The two deaths earlier this year were men in Shanghai aged 87 and 27 who fell ill in late February. It is not known how the seven victims were infected, though the government believes the virus is not highly contagious.
Wu Fan, chief doctor and director general of the Shanghai Municipal Centre for Disease Control, said that the government had acted as quickly as it possibly could. She said: “In this situation, to take 20 days to identify and confirm a new virus is already considered short.
“We cannot say for certain or confirm if it was a case of a human catching an avian virus or an avian virus changing and becoming a new human flu virus.”
According to Xinhua News Agency 43 people have been in contact with the four most recently infected patients, but none of these individuals shows symptoms of respiratory problems or fever, or is currently under medical observation. So far, the World Health Organization (WHO) says there is no indication of human-to-human transmission.
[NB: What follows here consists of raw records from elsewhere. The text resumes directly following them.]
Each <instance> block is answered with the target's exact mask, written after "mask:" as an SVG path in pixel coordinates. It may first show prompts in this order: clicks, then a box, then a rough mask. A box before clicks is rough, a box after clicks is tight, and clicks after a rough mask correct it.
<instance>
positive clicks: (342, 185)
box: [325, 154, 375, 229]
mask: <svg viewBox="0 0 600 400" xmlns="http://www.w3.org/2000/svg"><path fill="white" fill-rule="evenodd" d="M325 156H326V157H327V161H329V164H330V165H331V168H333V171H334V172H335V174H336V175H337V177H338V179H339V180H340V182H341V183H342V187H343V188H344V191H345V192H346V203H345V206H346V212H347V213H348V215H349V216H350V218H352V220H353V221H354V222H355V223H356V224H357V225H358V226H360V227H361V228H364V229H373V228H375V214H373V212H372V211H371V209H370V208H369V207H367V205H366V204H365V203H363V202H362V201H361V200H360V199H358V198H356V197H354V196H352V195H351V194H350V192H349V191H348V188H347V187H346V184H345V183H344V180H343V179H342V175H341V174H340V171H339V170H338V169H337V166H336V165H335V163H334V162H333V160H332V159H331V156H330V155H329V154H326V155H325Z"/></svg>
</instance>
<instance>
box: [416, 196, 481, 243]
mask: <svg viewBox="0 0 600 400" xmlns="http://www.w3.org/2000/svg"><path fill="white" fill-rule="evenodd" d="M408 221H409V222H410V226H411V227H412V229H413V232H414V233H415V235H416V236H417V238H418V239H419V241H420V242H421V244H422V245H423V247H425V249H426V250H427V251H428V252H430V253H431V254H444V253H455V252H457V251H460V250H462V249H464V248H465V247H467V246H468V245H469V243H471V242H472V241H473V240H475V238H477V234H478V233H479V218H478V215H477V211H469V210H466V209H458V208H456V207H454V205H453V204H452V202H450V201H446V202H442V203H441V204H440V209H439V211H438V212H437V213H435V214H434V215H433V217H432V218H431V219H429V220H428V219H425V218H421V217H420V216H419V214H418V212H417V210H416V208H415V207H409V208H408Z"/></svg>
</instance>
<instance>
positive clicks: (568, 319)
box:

Ian Jones, a professor of virology at Britain’s University of Reading, said at this stage there was no cause for alarm. He said: “At the moment I don’t think it’s anything more than an unusual set of isolated cases.”
He added that three types of avian influenza – H5, H7 and H9 – were considered by experts to be a potential threat to humans.
Since there is no evidence to date of human-to-human transmission, or of clusters of cases around those few confirmed so far, Professor Jones said authorities should be watchful but need not enact emergency measures.
“Of course we need to take account of these cases and follow up the contacts and so on, but I think that’s where it rests at the moment,” he said. “It’s far too soon to assume this is the start of something.”
Most forms of avian influenza do not infect humans, with notable exceptions, like the H5N1 strain that has claimed over 300 lives worldwide after an outbreak spread from infected poultry in Asia in 2003. But even H5N1 didn’t pass easily from one person to another, and the majority of people who fell ill had contact with contaminated poultry.
But China has a poor record when it comes to dealing with bad news quickly. In the past it has been guilty of cover ups by officials who fear it may attract unwanted attention from superiors and damage promotion prospects, despite government efforts to enhance transparency.
In 2003, Beijing initially tried to cover up the epidemic of severe acute respiratory syndrome (SARS), which emerged in China and killed about a tenth of the 8,000 people it infected worldwide. Some Chinese have complained that authorities took too long before announcing the deaths on Sunday, although the WHO says the government acted properly.